As the 15th President and as the son of Filipino hero Benigno Aquino and Former President Corazon Aquino, he is not exempted to those other former President who cannot solve the main problem of our country—Poverty.
June 30th, 2011 marked the first year of President Benigno 'Noynoy' Aquino III as the 15th President of the Philippines.  His much-anticipated first State-of-the-Nation Address (SONA) had been positively and negatively received by the masses.  Poverty is still existing and unfortunately escalating. Beggars and dislocated indigenous peoples are now enduring in the streets. Poor people eat, sleep and wake up in bangketas, esteros and karitons without even realizing why they are in such condition. Christian Monsod also said that “It is not only guns that kill. Poverty kills. It is slow death from hunger, from diseases that we thought no longer existed, from the loneliness of a life with an empty future. It is also the dying of dignity”. The inequality of income has not changed since Edsa and that since studies show that there is very little of a middle class to speak of, this means that 99 percent. But why are we still locked in this problem? There is nothing wrong with Politicians having wealth and power and special connections, but there is something very wrong about the great imbalances and the use of these advantages to influence the politics and policies for their own interests or deny or delay justice to the 99 percent of our country. This, this must change. Empowerment program for the poor must be called. A program designed to provide care for indigent mothers and keep malnourished children in public schools was a positive initiative to prevent the poorest from falling in society. It should also cover environment nurturing and rehabilitation, climate change adaptation, housing, rural and urban poor infrastructure, among others. Cart off also the war and conflict between regions and people. Let justice be swift and indiscriminate, especially in cases between the rich and the poor. We should also never forget the guardianship of our environment. The government has so far failed to take aggressive steps to address environmental degradation and the ill effects of climate change, including coming up with early warning systems, stopping logging, and mining.

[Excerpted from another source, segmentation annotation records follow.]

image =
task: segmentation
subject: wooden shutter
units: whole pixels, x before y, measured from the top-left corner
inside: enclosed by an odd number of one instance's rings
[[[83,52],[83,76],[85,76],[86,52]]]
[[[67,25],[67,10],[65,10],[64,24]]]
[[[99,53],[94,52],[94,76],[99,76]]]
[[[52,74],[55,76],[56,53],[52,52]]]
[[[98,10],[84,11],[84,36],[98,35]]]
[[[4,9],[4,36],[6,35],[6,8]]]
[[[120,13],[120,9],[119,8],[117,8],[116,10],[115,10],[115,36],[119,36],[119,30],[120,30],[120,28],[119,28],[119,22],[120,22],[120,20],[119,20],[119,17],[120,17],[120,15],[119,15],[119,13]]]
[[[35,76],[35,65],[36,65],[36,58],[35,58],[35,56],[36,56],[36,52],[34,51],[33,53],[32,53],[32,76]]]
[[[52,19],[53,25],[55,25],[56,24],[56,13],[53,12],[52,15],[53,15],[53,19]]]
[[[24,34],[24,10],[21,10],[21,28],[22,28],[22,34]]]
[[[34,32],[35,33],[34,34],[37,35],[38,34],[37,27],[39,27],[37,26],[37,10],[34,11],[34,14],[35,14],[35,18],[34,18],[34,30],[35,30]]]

The task today is no less heroic than at Edsa it is liberation from the yoke of poverty that would make democracy more meaningful to the poor. Mr. Aquino is too preoccupied with putting his predecessor, Gloria Macapagal-Arroyo, to jail for alleged corruption and electoral sabotage that he has forgotten to stimulate the economy and create jobs. Overcoming poverty requires the decisive reform leadership from the center. Filipinos must join force on, calling on the President to refocus the whole governance system in support of the aspirations of the poor.